Assessing the Roberts court

We’re talking about U.S. Supreme Court Chief Justice John Roberts today. Here are some of the thoughts about Roberts from opinion pieces around the web:

Time Magazine’s David Von Drehle on how Roberts gave “the liberals their long-cherished dream of government-led reform while giving his fellow conservatives new doctrine to limit congressional power, which they have been seeking since the New Deal:”

He didn’t seek some nonexistent middle ground halfway between irreconcilable poles. He didn’t listen to one side saying no and the other saying yes and write an opinion saying maybe, or blend black and white to make gray. He found a means of giving both sides just enough of what they wanted that he was able to avert a crisis. In the superheated conflict mill that is American politics these days, it’s good to have someone in a position of authority willing to try.

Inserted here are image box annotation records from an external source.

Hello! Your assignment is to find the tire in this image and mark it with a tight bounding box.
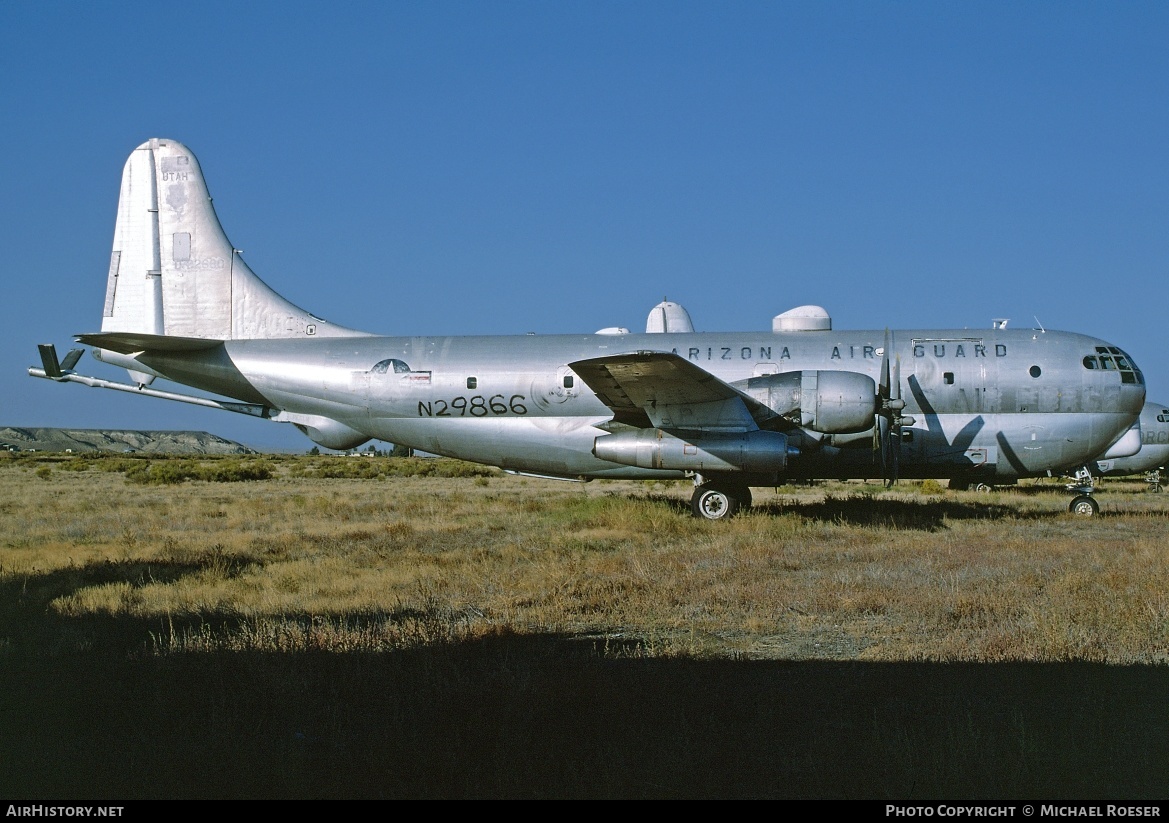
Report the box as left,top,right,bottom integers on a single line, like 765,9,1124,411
690,484,750,520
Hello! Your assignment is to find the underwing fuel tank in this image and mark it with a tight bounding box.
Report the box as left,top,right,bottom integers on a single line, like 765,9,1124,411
593,429,790,473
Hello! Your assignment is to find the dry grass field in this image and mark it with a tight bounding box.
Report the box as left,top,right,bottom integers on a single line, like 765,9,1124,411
0,455,1169,800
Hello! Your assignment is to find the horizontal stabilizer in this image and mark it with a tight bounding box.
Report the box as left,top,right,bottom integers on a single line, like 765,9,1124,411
77,332,223,353
36,343,61,380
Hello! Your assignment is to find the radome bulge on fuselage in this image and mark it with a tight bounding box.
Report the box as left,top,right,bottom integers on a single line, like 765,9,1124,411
30,139,1144,518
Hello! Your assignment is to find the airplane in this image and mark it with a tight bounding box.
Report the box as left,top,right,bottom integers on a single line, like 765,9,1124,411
1090,403,1169,491
28,138,1146,520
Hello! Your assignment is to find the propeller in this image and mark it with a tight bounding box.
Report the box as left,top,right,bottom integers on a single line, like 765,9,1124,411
873,328,914,489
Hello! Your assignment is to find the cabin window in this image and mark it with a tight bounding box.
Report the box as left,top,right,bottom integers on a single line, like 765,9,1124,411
1084,346,1144,385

Howard Kurtz expressed in The Daily Beast his amazement at how quickly the mainstream media changed its assessment of the Chief Justice:

One moment he is the bête noire of the left, a right-wing legal hack who lied about being a neutral umpire, and the next he is a profile in courage, rising above petty partisanship to do the right thing.

Is this a classic case of what many on the right carp about–that conservatives are depicted as having “grown” and “evolved” only when they move to the left?

Jeffrey Toobin in The New Yorker reminds us all that Roberts’ legacy is not set:

It is tempting to see, in the Chief Justice’s work in the health-care case, the possibility of some very long-range thinking. By siding with the liberals, Roberts insulates himself from charges of partisanship for the foreseeable future. This may be worth remembering next year, when the Court, led by the Chief Justice, is likely to strike down both the use of affirmative action in college admissions and the heart of the Voting Rights Act of 1965. And if, in the same year, the Justices uphold the noxious Defense of Marriage Act, many will deem Roberts’s motives beyond reproach.